14.9 Le « Grand Souffle » de Parabrahman est également associé au chauffage et au refroidissement, et la cosmologie védique déclare que lorsque les éthers se sont formés pour la première fois, ils ont été « jetés dans des sphères ». C’est là encore une correspondance remarquable avec l’observation.

14.10 Le mot « Manu » fait référence à l’Esprit Universel, et dans notre environnement planétaire il y a sept Lokas, ou niveaux vibratoires d’existence ; une autre connexion claire.

14.11 Le concept védique de « Trutis » est littéralement identique à ce que nous avons déjà découvert concernant les « Unités de Conscience ».

14.12 Seth décrit les Unités de Conscience comme ayant la structure d’un tore sphérique, comme on pourrait s’y attendre.

14.13 Seth donne une compréhension approfondie des qualités électromagnétiques des UC.

14.14 Les composants vibratoires du CU sont également décrits par Seth, incorporant le son et la couleur ainsi que la géométrie.

14.15 Les UC sont directement responsables de la formation de la matière dans la cosmologie de Seth, et cela est directement lié à la conscience.

14.16 Seth décrit comment ces unités obéissent aux principes d’attraction et de répulsion, que nous voyons dans l’équilibre gravité / légèreté, le magnétisme et d’autres forces. La connexion est également établie que le degré de « charge » dans une unité de conscience est formé par la quantité d’énergie émotionnelle/vibratoire qui a été initialement mise dans sa production.

14.17 La description par Seth du comportement des UC implique également une pulsation d’expansion/contraction.

14.18 Dans la cosmologie de Seth, l’énergie émotionnelle est la principale force derrière la manifestation et le comportement des unités de conscience.

14.19 Le lien entre l’énergie émotionnelle et la création d’unités de formation de matière conduit à la philosophie souvent citée de « Vous créez votre propre réalité ».

14.20 La cosmologie védique démontre également la connaissance de l’effet push-pull entre les mouvements éthériques de « Gravity » et « Levity ».

14.21 Prasad nous dit que « La science du souffle, et sa connexion au Cosmos, est le secret le plus profond de tous les ordres ésotériques. » Dans le système védique, cette idée de souffle est directement liée au Soleil.

14.22 Ramanujan avait peut-être à l’esprit la connaissance de la cosmologie védique lorsqu’il a formé ses « fonctions modulaires » basées sur Octave, qui sont toujours le principal système mathématique pour les « dimensions supérieures » utilisées par les théoriciens des supercordes.

14.23 La conjecture de Taniyama-Shimura a montré que les « fonctions modulaires » de Ramanujan peuvent être mathématiquement reliées aux formes géométriques de l’Octave.

14.24 Nous revoyons à nouveau l’Octave géométrique comme étant la sphère, l’icosaèdre central, l’octaèdre, le tétraèdre étoilé, le cube, le dodécaèdre, l’icosaèdre et la sphère.

14.24.1 Lorsque l’icosaèdre central s’étend dans l’octaèdre, il fait une légère inclinaison angulaire, et ceci est modélisé dans le diagramme de Robert Conroy.

14.24.2 L’expansion de l’octaèdre au tétraèdre implique une inclinaison de 45 degrés.

14.24.3 L’expansion du tétraèdre au cube implique une autre inclinaison de 45 degrés.

14.24.4 La transformation du cube en dodécaèdre est révélée par une forme de « toit » qui apparaît sur chaque face du cube.
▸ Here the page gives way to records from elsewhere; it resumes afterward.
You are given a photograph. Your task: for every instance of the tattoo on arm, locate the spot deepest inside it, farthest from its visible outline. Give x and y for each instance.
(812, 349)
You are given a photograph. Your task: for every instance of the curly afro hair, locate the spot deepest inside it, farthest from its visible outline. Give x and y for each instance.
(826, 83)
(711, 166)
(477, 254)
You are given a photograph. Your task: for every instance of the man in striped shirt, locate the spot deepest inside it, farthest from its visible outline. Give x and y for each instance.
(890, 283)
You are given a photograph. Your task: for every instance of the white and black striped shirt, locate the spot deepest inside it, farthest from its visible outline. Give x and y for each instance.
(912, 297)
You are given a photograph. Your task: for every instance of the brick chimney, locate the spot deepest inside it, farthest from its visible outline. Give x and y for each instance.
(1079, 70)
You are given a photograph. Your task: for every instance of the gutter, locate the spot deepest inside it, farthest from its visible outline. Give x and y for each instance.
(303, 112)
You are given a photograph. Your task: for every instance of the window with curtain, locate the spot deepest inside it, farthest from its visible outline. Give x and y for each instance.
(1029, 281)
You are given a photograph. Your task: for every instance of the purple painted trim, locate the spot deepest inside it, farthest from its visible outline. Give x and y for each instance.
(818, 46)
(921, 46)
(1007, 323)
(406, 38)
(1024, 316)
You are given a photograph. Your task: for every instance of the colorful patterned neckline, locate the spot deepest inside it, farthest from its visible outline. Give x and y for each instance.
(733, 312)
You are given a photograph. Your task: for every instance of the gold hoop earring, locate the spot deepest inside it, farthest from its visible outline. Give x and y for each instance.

Les zones à deux et trois côtés des «toits» se rejoignent pour former les faces pentagonales du dodécaèdre.

14.24.5 Le dodécaèdre se dilate naturellement dans l’icosaèdre sans inclinaison.

14.24.6 L’icosaèdre en sphère est la transformation la plus mystérieuse de toutes, sortant complètement de la géométrie linéaire.

14.25 En terminant, la cosmologie védique/hindoue que nous avons vue dans ce chapitre a une correspondance presque incroyable avec le modèle éthérique. Dans le chapitre suivant, nous verrons que de nombreuses mythologies mondiales ont visualisé la structure complexe de l’UC et l’ont appelée «l’arbre du monde».